- Auteur Danielle Dufour-Verna
- Temps de lecture 6 min
“Fleurs de Soleil”, Thierry Lhermitte passeur engagé est ‘Simon Wiesenthal’
Peut-on tout pardonner ? C’est cette question que Thierry Lhermitte pose lors de son spectacle au Théâtre Toursky à Marseille, devant une salle archi-comble. Thierry Lhermitte une heure durant, est Simon Wiesenthal.

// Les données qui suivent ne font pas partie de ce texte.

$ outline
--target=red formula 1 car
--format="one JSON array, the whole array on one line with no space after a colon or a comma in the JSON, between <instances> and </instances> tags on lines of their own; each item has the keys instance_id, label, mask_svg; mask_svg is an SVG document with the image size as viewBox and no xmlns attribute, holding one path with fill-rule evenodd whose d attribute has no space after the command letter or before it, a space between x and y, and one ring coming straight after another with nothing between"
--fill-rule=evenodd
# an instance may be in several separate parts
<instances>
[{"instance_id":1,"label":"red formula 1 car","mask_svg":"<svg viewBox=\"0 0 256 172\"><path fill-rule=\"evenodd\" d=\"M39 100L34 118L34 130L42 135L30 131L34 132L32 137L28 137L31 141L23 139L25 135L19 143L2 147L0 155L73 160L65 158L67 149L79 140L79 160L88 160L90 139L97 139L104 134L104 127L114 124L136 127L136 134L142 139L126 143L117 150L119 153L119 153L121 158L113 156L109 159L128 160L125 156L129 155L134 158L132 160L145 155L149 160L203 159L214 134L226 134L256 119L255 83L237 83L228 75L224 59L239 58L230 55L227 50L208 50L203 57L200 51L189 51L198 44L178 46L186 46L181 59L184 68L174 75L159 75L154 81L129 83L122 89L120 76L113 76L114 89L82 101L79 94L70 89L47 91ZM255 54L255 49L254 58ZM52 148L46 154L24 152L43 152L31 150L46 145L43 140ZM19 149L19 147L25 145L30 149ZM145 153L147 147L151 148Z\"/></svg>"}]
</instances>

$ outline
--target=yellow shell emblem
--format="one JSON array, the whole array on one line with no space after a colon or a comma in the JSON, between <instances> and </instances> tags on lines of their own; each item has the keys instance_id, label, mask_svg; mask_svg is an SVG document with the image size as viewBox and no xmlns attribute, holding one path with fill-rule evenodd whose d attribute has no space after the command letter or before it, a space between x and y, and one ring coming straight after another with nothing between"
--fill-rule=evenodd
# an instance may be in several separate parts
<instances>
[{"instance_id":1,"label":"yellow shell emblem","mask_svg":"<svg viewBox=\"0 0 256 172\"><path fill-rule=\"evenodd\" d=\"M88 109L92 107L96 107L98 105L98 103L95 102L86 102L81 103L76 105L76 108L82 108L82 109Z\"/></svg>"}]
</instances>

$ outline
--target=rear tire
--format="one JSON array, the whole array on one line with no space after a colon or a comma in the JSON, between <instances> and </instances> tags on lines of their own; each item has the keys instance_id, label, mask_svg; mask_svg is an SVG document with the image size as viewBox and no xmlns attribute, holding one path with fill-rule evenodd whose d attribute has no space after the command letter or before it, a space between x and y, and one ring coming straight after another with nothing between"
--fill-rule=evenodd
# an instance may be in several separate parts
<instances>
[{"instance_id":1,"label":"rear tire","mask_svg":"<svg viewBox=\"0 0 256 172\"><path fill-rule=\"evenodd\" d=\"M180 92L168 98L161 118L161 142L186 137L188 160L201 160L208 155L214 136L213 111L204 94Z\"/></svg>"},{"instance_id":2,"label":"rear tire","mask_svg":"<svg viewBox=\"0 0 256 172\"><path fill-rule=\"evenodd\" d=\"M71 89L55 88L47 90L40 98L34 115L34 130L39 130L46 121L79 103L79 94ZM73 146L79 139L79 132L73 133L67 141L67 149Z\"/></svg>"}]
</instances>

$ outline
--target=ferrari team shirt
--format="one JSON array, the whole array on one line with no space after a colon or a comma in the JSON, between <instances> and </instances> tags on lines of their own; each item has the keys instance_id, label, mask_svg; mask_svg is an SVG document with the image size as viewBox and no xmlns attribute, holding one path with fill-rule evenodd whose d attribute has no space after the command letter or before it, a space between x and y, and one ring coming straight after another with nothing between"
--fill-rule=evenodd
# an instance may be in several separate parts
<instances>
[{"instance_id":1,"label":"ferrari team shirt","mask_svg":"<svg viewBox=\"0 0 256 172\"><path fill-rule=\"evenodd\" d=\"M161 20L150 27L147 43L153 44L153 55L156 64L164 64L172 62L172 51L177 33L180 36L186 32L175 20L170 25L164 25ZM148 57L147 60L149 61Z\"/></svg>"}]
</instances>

Thierry Lhermitte, en tournée dans toute la France, s'est arrêté au Toursky à Marseille le 7 octobre dernier pour ouvrir la saison 2022-2023 du théâtre. Loin des rôles qu’il a l’habitude d’endosser, Thierry Lhermitte, en passeur engagé remarquable et salutaire, a donné vie à Simon Wiesenthal. Les spectateurs qui, venus applaudir le comédien, sont restés près d’une heure durant le souffle suspendu aux paroles de l’acteur. Et quelles paroles ! Puisqu’il ne s’agissait ni plus ni moins que de l’adaptation par Daniel Cohen et Antony Mory du livre de Simon Wiesenthal, Les Fleurs de soleil.

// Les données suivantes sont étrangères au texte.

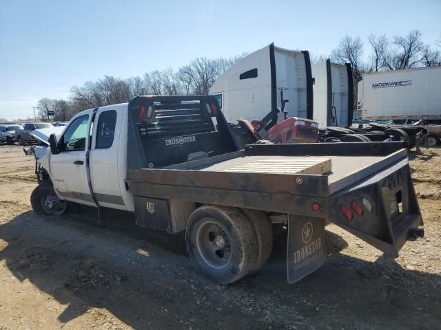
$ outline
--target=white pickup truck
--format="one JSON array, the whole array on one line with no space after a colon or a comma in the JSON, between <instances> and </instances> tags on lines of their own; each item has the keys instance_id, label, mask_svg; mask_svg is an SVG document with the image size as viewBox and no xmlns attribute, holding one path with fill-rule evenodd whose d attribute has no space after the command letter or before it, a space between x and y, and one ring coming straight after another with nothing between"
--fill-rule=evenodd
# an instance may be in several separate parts
<instances>
[{"instance_id":1,"label":"white pickup truck","mask_svg":"<svg viewBox=\"0 0 441 330\"><path fill-rule=\"evenodd\" d=\"M191 259L222 283L267 261L271 224L288 228L289 283L326 260L327 220L392 257L424 234L402 142L238 150L214 96L137 96L85 110L46 142L32 148L34 212L60 215L74 202L185 230Z\"/></svg>"}]
</instances>

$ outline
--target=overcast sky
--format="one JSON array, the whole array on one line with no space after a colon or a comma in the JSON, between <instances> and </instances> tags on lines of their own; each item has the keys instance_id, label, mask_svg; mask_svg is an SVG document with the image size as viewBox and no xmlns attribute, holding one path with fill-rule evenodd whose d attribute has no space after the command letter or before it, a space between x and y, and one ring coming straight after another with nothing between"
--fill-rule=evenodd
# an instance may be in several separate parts
<instances>
[{"instance_id":1,"label":"overcast sky","mask_svg":"<svg viewBox=\"0 0 441 330\"><path fill-rule=\"evenodd\" d=\"M0 118L33 116L43 98L104 75L128 78L197 56L252 52L271 42L327 55L345 34L413 29L433 45L441 0L0 0Z\"/></svg>"}]
</instances>

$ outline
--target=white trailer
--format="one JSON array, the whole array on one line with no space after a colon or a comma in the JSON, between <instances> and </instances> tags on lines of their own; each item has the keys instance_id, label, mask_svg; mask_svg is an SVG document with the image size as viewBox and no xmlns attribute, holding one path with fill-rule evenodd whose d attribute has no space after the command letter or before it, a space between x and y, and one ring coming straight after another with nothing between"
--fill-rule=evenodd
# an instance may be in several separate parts
<instances>
[{"instance_id":1,"label":"white trailer","mask_svg":"<svg viewBox=\"0 0 441 330\"><path fill-rule=\"evenodd\" d=\"M367 120L441 120L441 67L364 74L358 108Z\"/></svg>"},{"instance_id":2,"label":"white trailer","mask_svg":"<svg viewBox=\"0 0 441 330\"><path fill-rule=\"evenodd\" d=\"M289 100L285 105L287 117L312 119L309 54L271 43L231 67L213 84L209 94L218 99L229 122L276 116L282 99Z\"/></svg>"},{"instance_id":3,"label":"white trailer","mask_svg":"<svg viewBox=\"0 0 441 330\"><path fill-rule=\"evenodd\" d=\"M311 66L314 120L318 127L350 126L353 109L353 84L350 64L331 63L329 58Z\"/></svg>"}]
</instances>

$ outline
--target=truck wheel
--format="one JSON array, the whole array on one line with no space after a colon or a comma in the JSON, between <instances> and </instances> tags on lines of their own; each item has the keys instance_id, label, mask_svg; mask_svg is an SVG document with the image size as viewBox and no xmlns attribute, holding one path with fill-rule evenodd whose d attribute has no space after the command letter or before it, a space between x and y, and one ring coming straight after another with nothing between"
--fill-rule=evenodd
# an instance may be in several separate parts
<instances>
[{"instance_id":1,"label":"truck wheel","mask_svg":"<svg viewBox=\"0 0 441 330\"><path fill-rule=\"evenodd\" d=\"M429 135L429 138L427 138L427 145L431 148L436 146L439 143L440 140L436 136Z\"/></svg>"},{"instance_id":2,"label":"truck wheel","mask_svg":"<svg viewBox=\"0 0 441 330\"><path fill-rule=\"evenodd\" d=\"M34 212L39 215L61 215L68 206L65 201L58 198L50 183L41 184L34 189L30 204Z\"/></svg>"},{"instance_id":3,"label":"truck wheel","mask_svg":"<svg viewBox=\"0 0 441 330\"><path fill-rule=\"evenodd\" d=\"M273 232L269 219L265 212L256 210L243 210L253 226L256 234L257 253L248 274L251 275L262 268L273 250Z\"/></svg>"},{"instance_id":4,"label":"truck wheel","mask_svg":"<svg viewBox=\"0 0 441 330\"><path fill-rule=\"evenodd\" d=\"M236 208L207 206L195 210L185 240L190 259L199 270L223 284L247 275L258 258L253 226Z\"/></svg>"}]
</instances>

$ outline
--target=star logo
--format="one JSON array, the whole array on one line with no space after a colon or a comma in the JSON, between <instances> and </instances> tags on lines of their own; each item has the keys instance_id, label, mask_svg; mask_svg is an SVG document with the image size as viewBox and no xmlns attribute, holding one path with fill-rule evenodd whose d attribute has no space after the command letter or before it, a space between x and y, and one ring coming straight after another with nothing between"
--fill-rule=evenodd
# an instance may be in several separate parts
<instances>
[{"instance_id":1,"label":"star logo","mask_svg":"<svg viewBox=\"0 0 441 330\"><path fill-rule=\"evenodd\" d=\"M303 239L303 242L305 244L309 243L309 241L312 239L313 232L314 230L312 228L312 223L307 222L303 226L303 230L302 230L302 239Z\"/></svg>"}]
</instances>

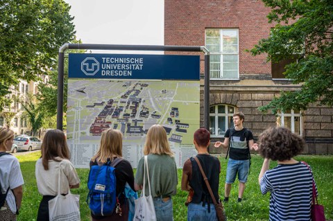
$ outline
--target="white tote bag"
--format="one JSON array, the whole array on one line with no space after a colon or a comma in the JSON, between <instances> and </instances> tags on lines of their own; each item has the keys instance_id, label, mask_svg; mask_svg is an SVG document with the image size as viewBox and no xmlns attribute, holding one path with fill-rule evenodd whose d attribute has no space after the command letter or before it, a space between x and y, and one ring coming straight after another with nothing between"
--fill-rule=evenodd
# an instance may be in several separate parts
<instances>
[{"instance_id":1,"label":"white tote bag","mask_svg":"<svg viewBox=\"0 0 333 221\"><path fill-rule=\"evenodd\" d=\"M145 181L146 170L147 171L148 186L149 187L149 195L145 195ZM148 170L148 159L147 156L144 156L144 186L141 196L139 199L135 200L135 213L134 214L134 220L135 221L155 221L156 214L155 213L154 202L151 197L151 183L149 182L149 173Z\"/></svg>"},{"instance_id":2,"label":"white tote bag","mask_svg":"<svg viewBox=\"0 0 333 221\"><path fill-rule=\"evenodd\" d=\"M80 195L71 194L69 188L67 195L60 194L60 173L61 167L59 165L58 195L49 201L50 221L80 221Z\"/></svg>"}]
</instances>

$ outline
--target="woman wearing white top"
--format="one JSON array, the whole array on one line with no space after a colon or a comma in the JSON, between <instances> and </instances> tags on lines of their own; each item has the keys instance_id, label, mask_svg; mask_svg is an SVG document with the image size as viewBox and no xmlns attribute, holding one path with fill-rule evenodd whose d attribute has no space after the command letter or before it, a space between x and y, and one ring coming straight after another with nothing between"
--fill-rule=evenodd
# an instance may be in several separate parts
<instances>
[{"instance_id":1,"label":"woman wearing white top","mask_svg":"<svg viewBox=\"0 0 333 221\"><path fill-rule=\"evenodd\" d=\"M38 191L43 195L38 209L37 220L49 220L49 201L58 193L58 179L60 167L60 193L68 193L69 188L78 188L80 179L69 161L69 150L66 136L60 130L46 132L42 143L42 157L36 162Z\"/></svg>"},{"instance_id":2,"label":"woman wearing white top","mask_svg":"<svg viewBox=\"0 0 333 221\"><path fill-rule=\"evenodd\" d=\"M0 128L0 183L1 191L7 196L4 204L0 210L0 220L16 220L22 200L23 181L22 173L17 159L10 154L6 154L10 150L14 143L14 132L6 127Z\"/></svg>"}]
</instances>

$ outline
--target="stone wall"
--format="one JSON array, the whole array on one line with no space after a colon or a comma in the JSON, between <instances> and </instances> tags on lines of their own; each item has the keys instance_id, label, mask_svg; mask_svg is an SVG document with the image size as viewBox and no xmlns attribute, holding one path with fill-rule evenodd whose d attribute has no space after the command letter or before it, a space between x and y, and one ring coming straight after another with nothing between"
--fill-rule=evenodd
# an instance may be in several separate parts
<instances>
[{"instance_id":1,"label":"stone wall","mask_svg":"<svg viewBox=\"0 0 333 221\"><path fill-rule=\"evenodd\" d=\"M244 93L211 93L210 105L227 104L236 107L237 111L245 114L244 125L250 129L257 141L264 130L275 126L276 116L272 114L263 114L257 107L267 104L278 93L248 91ZM203 105L203 95L200 103ZM203 110L203 107L201 109ZM303 136L307 141L304 154L333 154L333 108L311 104L303 112ZM200 112L200 125L203 126L203 111ZM212 153L225 153L226 149L215 148L214 143L223 139L212 138L210 151Z\"/></svg>"}]
</instances>

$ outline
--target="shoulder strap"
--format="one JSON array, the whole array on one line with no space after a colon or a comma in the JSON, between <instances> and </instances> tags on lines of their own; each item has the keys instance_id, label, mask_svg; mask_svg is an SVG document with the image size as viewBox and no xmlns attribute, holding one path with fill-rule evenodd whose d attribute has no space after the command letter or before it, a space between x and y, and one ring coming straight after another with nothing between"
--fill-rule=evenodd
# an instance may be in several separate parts
<instances>
[{"instance_id":1,"label":"shoulder strap","mask_svg":"<svg viewBox=\"0 0 333 221\"><path fill-rule=\"evenodd\" d=\"M316 194L316 186L314 186L314 175L312 174L312 172L311 171L310 166L305 161L301 161L301 162L305 164L305 166L309 169L309 171L310 172L311 175L312 177L312 204L318 204L318 199L317 199L317 195Z\"/></svg>"},{"instance_id":2,"label":"shoulder strap","mask_svg":"<svg viewBox=\"0 0 333 221\"><path fill-rule=\"evenodd\" d=\"M111 162L110 166L115 168L116 166L117 166L118 163L119 163L122 160L123 160L122 158L121 158L121 157L117 157L116 159L114 159Z\"/></svg>"},{"instance_id":3,"label":"shoulder strap","mask_svg":"<svg viewBox=\"0 0 333 221\"><path fill-rule=\"evenodd\" d=\"M9 152L0 152L0 157L3 156L3 155L11 155Z\"/></svg>"},{"instance_id":4,"label":"shoulder strap","mask_svg":"<svg viewBox=\"0 0 333 221\"><path fill-rule=\"evenodd\" d=\"M203 180L206 183L207 188L208 189L208 191L210 191L210 197L212 197L212 200L213 200L213 203L214 205L217 205L216 200L215 200L215 197L214 196L213 191L212 191L212 188L210 188L210 183L208 182L208 179L207 178L206 175L203 171L203 167L201 166L201 163L200 163L200 161L196 157L194 157L194 158L196 160L196 163L198 163L198 166L199 166L200 171L201 171L201 174L203 175Z\"/></svg>"},{"instance_id":5,"label":"shoulder strap","mask_svg":"<svg viewBox=\"0 0 333 221\"><path fill-rule=\"evenodd\" d=\"M8 152L0 152L0 157L3 156L3 155L7 155L7 154L8 154L8 155L11 155L10 153L8 153ZM10 187L8 186L8 188L7 188L7 191L6 191L6 193L4 193L4 195L4 195L4 198L5 198L5 199L7 197L7 194L8 193L8 191L9 191L9 189L10 189ZM0 190L0 191L1 192L1 193L3 194L3 193L2 193L2 191Z\"/></svg>"},{"instance_id":6,"label":"shoulder strap","mask_svg":"<svg viewBox=\"0 0 333 221\"><path fill-rule=\"evenodd\" d=\"M228 144L228 150L227 150L227 154L225 154L225 159L227 159L228 158L228 155L229 154L229 149L230 148L230 144L231 144L231 142L232 142L232 132L233 132L233 130L234 130L234 127L232 128L229 128L230 130L230 134L229 134L229 143Z\"/></svg>"}]
</instances>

Fleurs de Soleil - Thierry Lhermitte
Peut-on tout pardonner ?
Témoignage d'un SS par vidéo en début de la pièce
« Après 20 ans d’emprisonnement, je ne pourrai jamais me pardonner mon soutien irréfléchi mais sans scrupules à un régime qui a assassiné de manière systématique des groupes entiers d’individus. Sur le plan moral, ma faute ne sera pas expiée de mon vivant. Devriez-vous me pardonner monsieur, si je ne puis me pardonner moi-même ? Vous avez fait preuve de bonté à mon égard et je vous en suis reconnaissant. Vous ne m’avez rien reproché. J’ai regardé dans vos yeux, des yeux qui étaient le miroir de tous ces gens assassinés, des yeux qui avaient été les témoins de la misère et de l’agonie infligée à vos semblables. Et pourtant ces yeux n’étaient pas remplis de haine, ils étaient restés humains et tolérants. Vous m’avez aidé. Chaque être humain doit porter son fardeau, personne ne peut l’ôter à quelqu’un d’autre, mais le mien depuis ce jour où nous nous sommes rencontrés, est devenu plus léger. »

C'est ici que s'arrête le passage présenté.